The right decomposition depends on what structure you want to expose:

Frequency content of a periodic signal → Fourier series / DFT
Time-frequency evolution of audio → STFT (spectrogram)
Multi-scale transient structure → Wavelets
Compression of smooth real data → DCT / MDCT
Linear system analysis → Laplace / Z-transform
Data-specific dimensionality reduction → PCA / KLT
Non-stationary, non-linear signals → EMD

A Catalogue of Linear Operations

A map \(L: L^2 \to L^2\) is linear when

\[L(\alpha p + \beta q) = \alpha\, L(p) + \beta\, L(q)\]

for all signals \(p, q\) and scalars \(\alpha, \beta\). Linearity means: the system’s response to a mixture is the mixture of its individual responses. The following operations are all linear, and together they are the basic vocabulary of audio signal processing.

Amplitude scaling \((S_\alpha p)(t) = \alpha\, p(t)\).
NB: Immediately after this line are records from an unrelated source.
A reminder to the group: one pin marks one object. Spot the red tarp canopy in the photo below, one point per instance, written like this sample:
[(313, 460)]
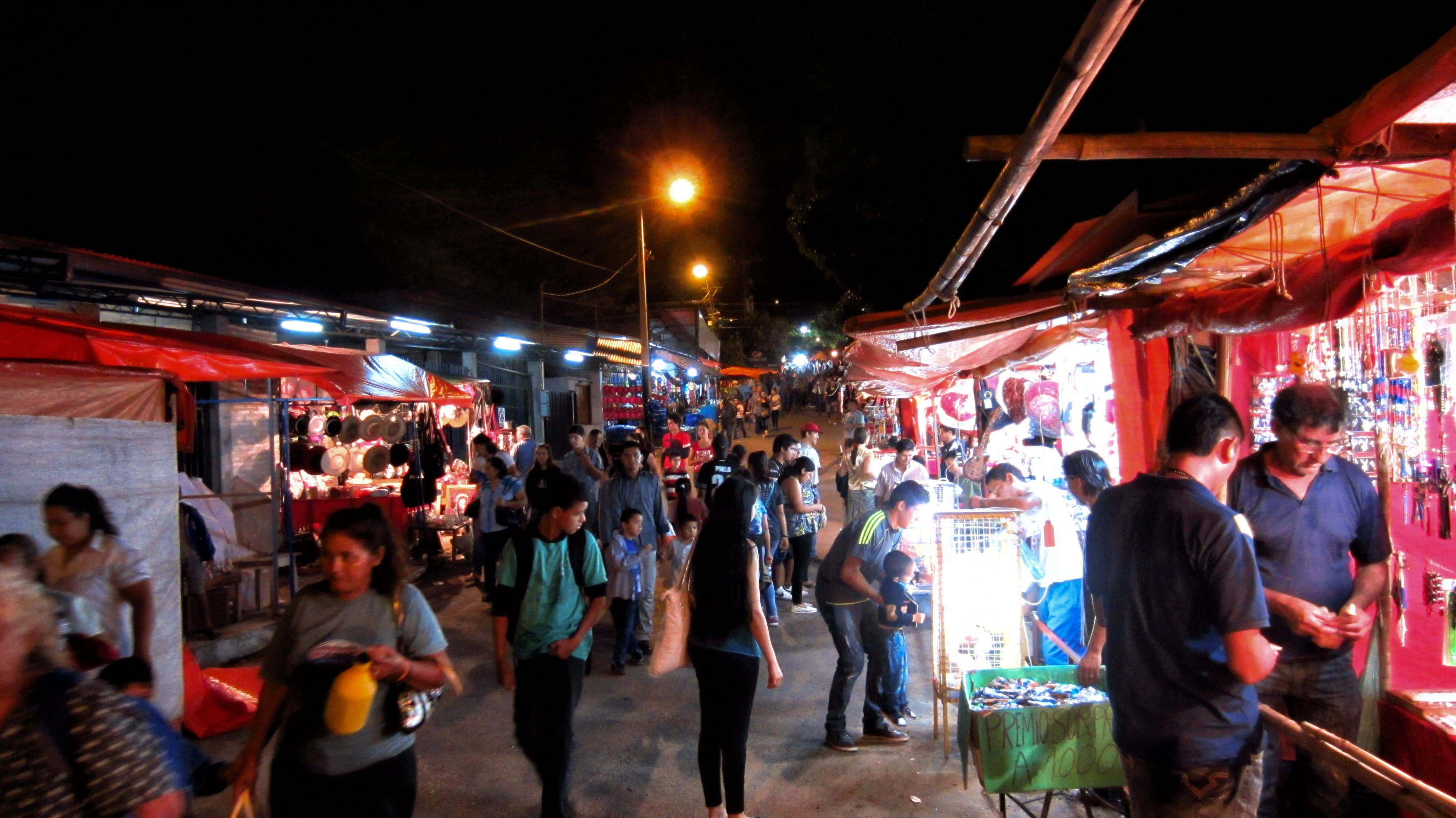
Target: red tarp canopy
[(191, 356), (357, 376)]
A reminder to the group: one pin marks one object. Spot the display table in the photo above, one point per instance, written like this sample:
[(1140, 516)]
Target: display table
[(315, 513), (1417, 746)]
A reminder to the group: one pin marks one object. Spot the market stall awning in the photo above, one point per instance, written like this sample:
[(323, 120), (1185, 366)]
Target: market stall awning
[(46, 335), (359, 376)]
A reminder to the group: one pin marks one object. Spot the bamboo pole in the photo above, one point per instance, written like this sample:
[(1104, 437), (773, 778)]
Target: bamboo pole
[(1381, 777), (1080, 66)]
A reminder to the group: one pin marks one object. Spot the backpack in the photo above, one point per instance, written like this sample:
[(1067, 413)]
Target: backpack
[(509, 600)]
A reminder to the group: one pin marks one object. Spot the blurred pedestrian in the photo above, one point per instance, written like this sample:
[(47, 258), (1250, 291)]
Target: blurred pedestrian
[(91, 561), (365, 606), (727, 638)]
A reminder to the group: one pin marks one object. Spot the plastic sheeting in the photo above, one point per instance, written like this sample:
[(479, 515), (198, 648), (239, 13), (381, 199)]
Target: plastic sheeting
[(1151, 261), (359, 376), (1417, 238), (133, 466), (191, 356)]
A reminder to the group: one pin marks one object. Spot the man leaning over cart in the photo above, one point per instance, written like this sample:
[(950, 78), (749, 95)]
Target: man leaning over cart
[(1174, 577)]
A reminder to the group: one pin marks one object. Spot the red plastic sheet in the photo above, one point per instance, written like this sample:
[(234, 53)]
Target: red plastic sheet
[(191, 356), (1417, 238), (359, 376), (218, 701)]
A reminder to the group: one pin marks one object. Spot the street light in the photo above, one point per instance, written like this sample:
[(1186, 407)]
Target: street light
[(681, 191)]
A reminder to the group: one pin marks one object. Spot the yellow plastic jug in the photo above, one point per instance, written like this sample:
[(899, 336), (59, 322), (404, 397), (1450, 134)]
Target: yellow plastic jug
[(350, 699)]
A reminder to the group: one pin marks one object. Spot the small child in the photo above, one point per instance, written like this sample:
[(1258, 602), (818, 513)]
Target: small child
[(681, 548), (624, 587), (898, 614), (194, 769)]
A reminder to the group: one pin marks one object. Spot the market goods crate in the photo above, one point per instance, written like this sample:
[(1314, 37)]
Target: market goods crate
[(1037, 749)]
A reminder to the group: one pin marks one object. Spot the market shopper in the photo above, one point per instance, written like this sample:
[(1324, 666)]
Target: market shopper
[(804, 515), (500, 501), (69, 746), (553, 593), (1053, 555), (1313, 512), (586, 465), (634, 487), (857, 464), (727, 637), (1088, 478), (366, 606), (1174, 577), (91, 561), (903, 468), (848, 596)]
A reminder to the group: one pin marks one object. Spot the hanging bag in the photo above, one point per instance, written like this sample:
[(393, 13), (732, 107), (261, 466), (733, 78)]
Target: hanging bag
[(670, 651)]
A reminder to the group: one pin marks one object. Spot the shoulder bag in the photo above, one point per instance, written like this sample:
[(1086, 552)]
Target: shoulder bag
[(670, 651)]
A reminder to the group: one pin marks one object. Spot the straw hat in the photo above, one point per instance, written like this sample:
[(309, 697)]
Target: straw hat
[(314, 461), (394, 429), (376, 459), (400, 455), (350, 430), (336, 461), (372, 427)]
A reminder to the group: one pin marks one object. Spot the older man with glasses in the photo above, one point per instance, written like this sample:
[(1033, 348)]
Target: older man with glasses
[(1311, 512)]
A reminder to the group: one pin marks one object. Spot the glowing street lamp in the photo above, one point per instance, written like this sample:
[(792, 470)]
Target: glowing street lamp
[(682, 191)]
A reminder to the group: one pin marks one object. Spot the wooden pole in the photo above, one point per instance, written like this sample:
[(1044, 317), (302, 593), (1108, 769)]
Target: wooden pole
[(1080, 66), (1387, 781)]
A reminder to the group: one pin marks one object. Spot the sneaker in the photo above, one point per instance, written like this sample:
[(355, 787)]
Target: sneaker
[(842, 743), (886, 736)]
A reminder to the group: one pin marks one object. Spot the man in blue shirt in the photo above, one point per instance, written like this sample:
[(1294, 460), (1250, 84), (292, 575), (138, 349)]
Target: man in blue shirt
[(638, 488), (554, 611), (1313, 512), (1174, 579), (848, 595)]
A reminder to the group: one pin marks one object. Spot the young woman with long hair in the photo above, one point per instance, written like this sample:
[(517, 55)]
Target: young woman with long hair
[(727, 637)]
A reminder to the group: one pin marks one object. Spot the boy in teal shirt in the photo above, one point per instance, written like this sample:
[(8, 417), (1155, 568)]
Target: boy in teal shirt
[(554, 608)]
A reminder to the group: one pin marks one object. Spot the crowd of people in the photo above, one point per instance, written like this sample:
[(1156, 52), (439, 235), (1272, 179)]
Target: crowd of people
[(1200, 611)]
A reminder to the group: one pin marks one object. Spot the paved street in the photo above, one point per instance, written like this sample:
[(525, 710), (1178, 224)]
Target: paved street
[(637, 736)]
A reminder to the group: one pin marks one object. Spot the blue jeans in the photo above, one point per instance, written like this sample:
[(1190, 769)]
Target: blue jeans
[(624, 616), (1062, 612), (1208, 793), (1326, 694), (890, 688), (852, 628)]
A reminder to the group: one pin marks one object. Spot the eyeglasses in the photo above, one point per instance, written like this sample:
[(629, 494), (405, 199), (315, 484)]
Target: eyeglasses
[(1307, 446)]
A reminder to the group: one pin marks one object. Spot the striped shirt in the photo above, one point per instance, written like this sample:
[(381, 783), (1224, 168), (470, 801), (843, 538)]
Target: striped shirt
[(869, 539)]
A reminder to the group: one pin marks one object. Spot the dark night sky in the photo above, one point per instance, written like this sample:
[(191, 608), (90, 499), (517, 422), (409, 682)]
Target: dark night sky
[(190, 138)]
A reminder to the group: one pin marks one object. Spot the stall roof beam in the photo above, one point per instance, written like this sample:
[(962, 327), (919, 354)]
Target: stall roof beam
[(1080, 66), (1403, 143)]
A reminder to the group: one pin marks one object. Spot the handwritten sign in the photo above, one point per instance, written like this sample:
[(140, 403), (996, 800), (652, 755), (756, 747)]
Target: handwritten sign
[(1039, 749)]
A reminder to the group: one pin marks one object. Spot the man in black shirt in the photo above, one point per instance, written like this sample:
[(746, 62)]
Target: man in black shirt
[(713, 474), (1174, 579), (1313, 512)]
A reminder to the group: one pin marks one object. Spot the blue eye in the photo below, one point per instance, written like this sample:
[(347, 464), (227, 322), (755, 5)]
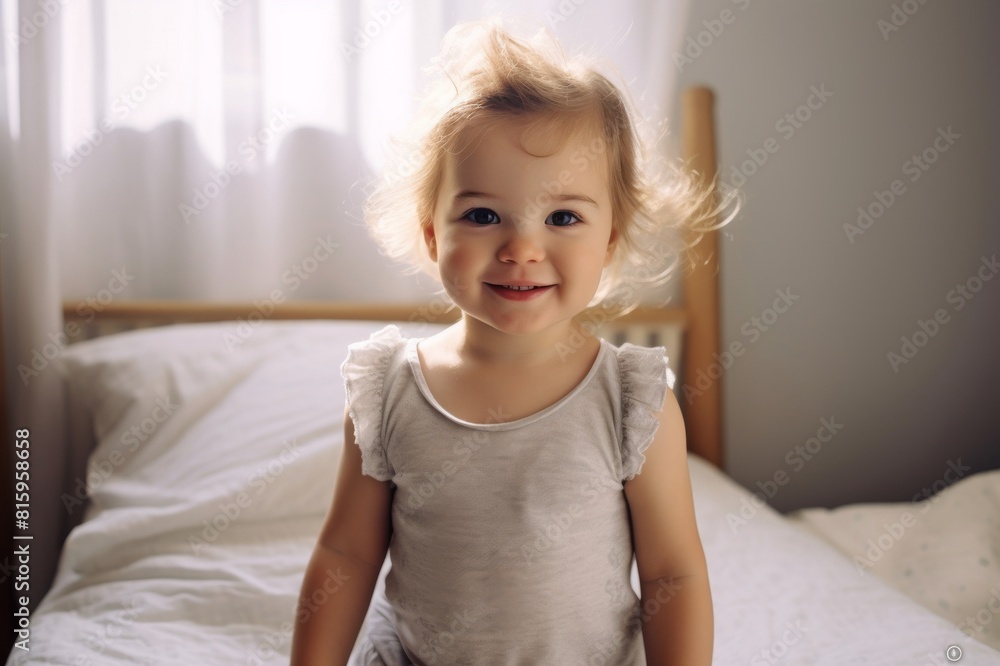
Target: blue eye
[(564, 218), (482, 216)]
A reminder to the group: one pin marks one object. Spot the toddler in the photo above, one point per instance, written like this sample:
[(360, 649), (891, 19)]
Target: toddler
[(512, 464)]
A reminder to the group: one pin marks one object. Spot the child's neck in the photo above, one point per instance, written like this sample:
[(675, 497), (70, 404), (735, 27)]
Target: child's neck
[(480, 343)]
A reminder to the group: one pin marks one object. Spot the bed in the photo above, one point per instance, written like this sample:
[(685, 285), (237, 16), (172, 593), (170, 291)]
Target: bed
[(211, 448)]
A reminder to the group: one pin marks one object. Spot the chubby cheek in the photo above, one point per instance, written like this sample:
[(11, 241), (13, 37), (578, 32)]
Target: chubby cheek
[(459, 266)]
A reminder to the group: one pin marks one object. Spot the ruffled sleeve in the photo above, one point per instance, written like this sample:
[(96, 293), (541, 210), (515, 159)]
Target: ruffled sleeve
[(364, 372), (645, 378)]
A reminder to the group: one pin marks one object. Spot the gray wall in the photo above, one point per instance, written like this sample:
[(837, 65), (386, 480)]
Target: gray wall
[(826, 356)]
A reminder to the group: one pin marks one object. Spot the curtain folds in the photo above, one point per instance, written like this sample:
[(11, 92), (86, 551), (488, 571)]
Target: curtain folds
[(221, 150)]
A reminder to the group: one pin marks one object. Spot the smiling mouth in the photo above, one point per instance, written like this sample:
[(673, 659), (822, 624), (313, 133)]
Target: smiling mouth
[(519, 287), (519, 292)]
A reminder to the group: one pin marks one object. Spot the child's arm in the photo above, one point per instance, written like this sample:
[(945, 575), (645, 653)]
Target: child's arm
[(344, 567), (676, 611)]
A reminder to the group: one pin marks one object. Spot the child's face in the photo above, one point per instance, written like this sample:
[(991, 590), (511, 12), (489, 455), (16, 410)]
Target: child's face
[(505, 216)]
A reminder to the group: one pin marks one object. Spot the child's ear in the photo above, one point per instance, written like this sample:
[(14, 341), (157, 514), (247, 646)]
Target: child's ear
[(430, 240)]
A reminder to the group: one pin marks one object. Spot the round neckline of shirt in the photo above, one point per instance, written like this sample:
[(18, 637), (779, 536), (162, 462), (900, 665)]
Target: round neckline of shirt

Multiplying by a constant changes loudness without affecting frequency content. Gain stages in amplifiers, volume knobs, and mixing faders are all amplitude scaling.

Time delay \((D_\tau p)(t) = p(t - \tau)\). Shift the signal backward in time by \(\tau\) seconds. Room reflections, reverb taps, delay pedals, and the finite speed of sound between a speaker and a listener are all delay operations. A pure tone \(\cos(2\pi f t)\) delayed by \(\tau\) becomes \(\cos(2\pi f t - 2\pi f \tau)\): the frequency is preserved, only the phase changes.

Differentiation \((D p)(t) = p’(t)\). Acts on each Fourier component as multiplication by \(i 2\pi n f\) — scaling amplitude by \(2\pi n f\) and rotating phase by \(\pi/2\). High frequencies are amplified relative to low frequencies. Velocity microphones (ribbon microphones) measure the velocity of air molecules rather than pressure; their response is the derivative of the pressure wave, which is why they have a natural high-frequency roll-off in their polar pattern.

Integration \((I p)(t) = \int_0^t p(s)\, ds\). The opposite: scales each component by \(1/(2\pi n f)\), suppressing high frequencies. The mechanical displacement of the basilar membrane in the cochlea is related to the integral of the pressure gradient across it.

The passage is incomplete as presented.